Tuesday, February 1, 2011

The Ideal Me

I see a beach with very white sand and a very clear, blue ocean. Someone labeled this paradise, and I believed it. So that is where I live. The Ideal Me, that is.

And you know what's funny? The Ideal Me doesn't have the perfect yogi body, flat abs, perfect shiny hair, flawless skin. Actually, she has wild beach hair and a soft tummy. She wears a long skirt and a braless shirt. Her nails aren't done, her legs aren't waxed. She is neither old nor young, and she is most certainly not a young-looking older woman. She is timeless. She has no make-up on, not even the liquid Benetint blush I swear I can't live without. She is barefoot and her feet are not graceful and elegant. Her breasts are not unnaturally perky and her butt is not hard as stone. She is kind of messy, and she seems almost careless.

But this Ideal Me that is so imperfect on the surface is so unquestionably, contagiously, boundlessly happy. She is at peace. She glows from within. She is always smiling. She rolls around in the sand, she splashes about in the ocean, she floats with the calm waters, she skips along the shore, she dances in the rain, and she laughs and laughs and laughs. There is nothing in the way. There is nothing she is waiting for.

She is also alone. This paradise does not include a love interest, family, or friends. It is just her. But she is not lonely. She is not afraid of dying alone, of getting old alone, of not having children, of not being loved enough in this lifetime. She doesn't see a time-line for her life, filled with marks of when things should happen by. She doesn't have a map or a compass, she lives freely and she has an unshakable certainty that everything is just as it should be.

This image comes to me effortlessly, I have no control over it. Sometimes it visits me when I feel very anxious, sometimes it shows up when I am very happy. Sometimes I open the refrigerator without knowing what I want, hoping that in that cold white box full of food there will be an answer to my mind's noisy questions, and all I hear suddenly is her laughter. She lives inside me, but she is present outside of me as well. She's just there; a stranger I know so well, a part of me I had no part in making.

It surprises me that The Ideal Me is not some glamorous Hollywood actress with a perfect body and a hot husband who's madly in love with her. She resembles more of a tree-hugging unshowered hippie, actually. She can't even be described as confident and self-assured. She just is. She just knows the things I hope to know, with all of her being.

She exists because I need her to exist. She has no message for me. She is just a presence, a part of myself that is able to live only under the umbrella of the "Ideal Me". She is a guardian, keeping my essence safe from the masks and armor reality has me wearing. And she leaves me with a stillness that roots me. She allows me to be.

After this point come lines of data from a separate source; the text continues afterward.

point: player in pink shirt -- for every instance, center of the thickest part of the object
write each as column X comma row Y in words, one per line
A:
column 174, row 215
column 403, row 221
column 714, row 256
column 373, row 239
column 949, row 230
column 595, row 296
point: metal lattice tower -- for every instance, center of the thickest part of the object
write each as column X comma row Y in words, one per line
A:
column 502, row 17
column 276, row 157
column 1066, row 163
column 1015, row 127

Somehow, I do not find myself seeking to become her. I have not made her a goal. I keep her in this "ideal" place because somehow I know I can not be her. I have to be this version of myself, who worries, clings, dreams, and always wants more. She exists in some parallel universe, and the best I can do is honor that. I pay attention to the image, I let it affect me, and I welcome it, but I can not strive to make it a reality. She lives on that paradise beach, and I live in New York City. She doesn't need a career, and I have to act. She isn't waiting for love, and I am. She is happy with herself, and I am still working on my relationship with myself every day.

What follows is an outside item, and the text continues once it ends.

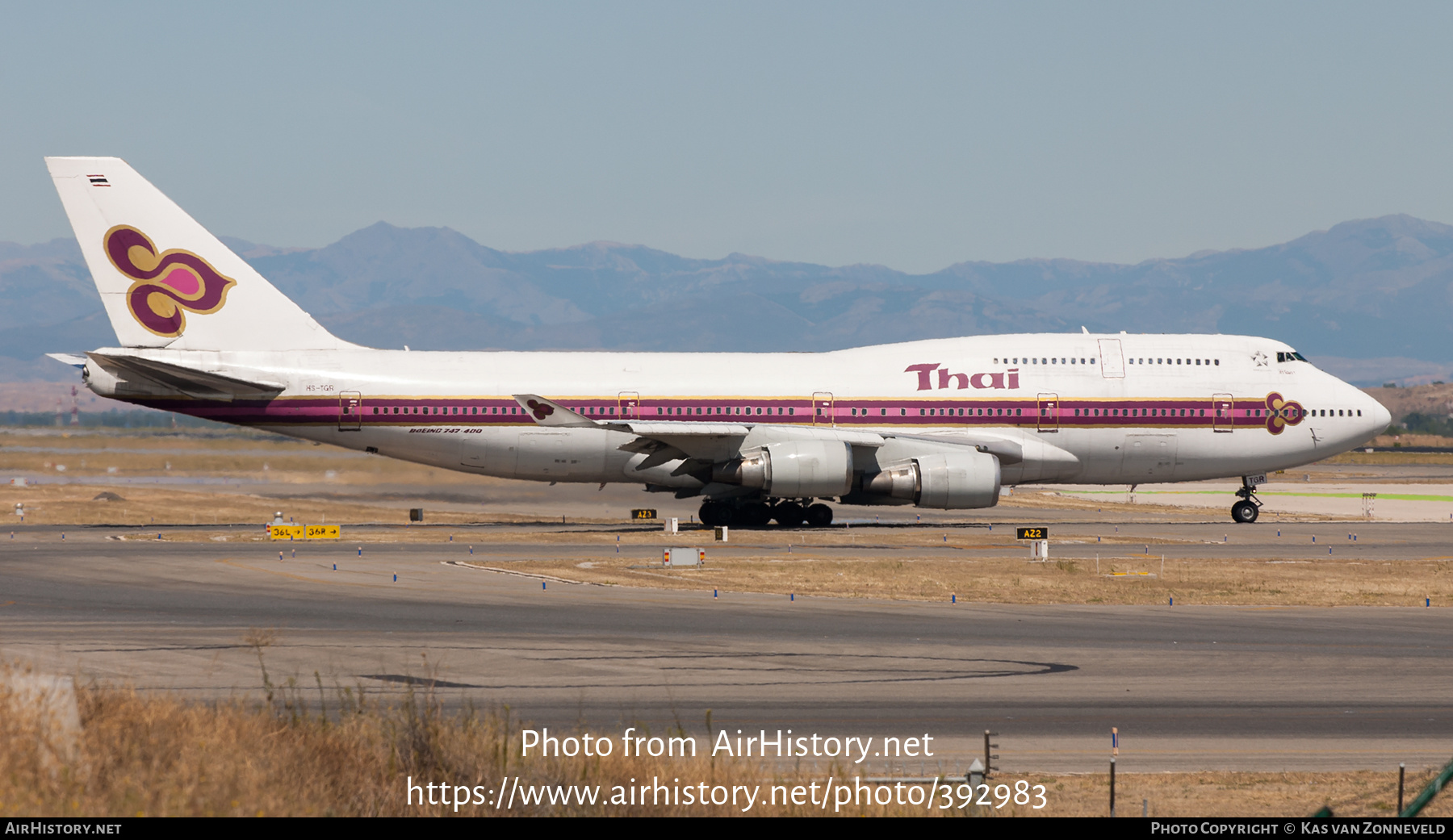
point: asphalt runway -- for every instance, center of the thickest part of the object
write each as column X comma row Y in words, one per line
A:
column 1187, row 686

That is The Ideal Me. A vital part of me, capable of breathing life into my deadest pores, but not me. That is all she can be: an image. The human being part, that whole living life thing, that can only be done by this me.

Perhaps she looks at me from her world and envies that I get to have all my humanity, all my flaws, all my short-comings, all my insecurities, all my wishes. Maybe she thinks I have it easy, I get to fuck up as much as I want, because this is all a learning experience for me. Hah. That makes me laugh.

That's just how it is this time around: she gets the Ideal world and I get the Real world, but we get to see each other from afar and keep things in perspective. We keep each other safe. And that's a nice comfort, I'd say.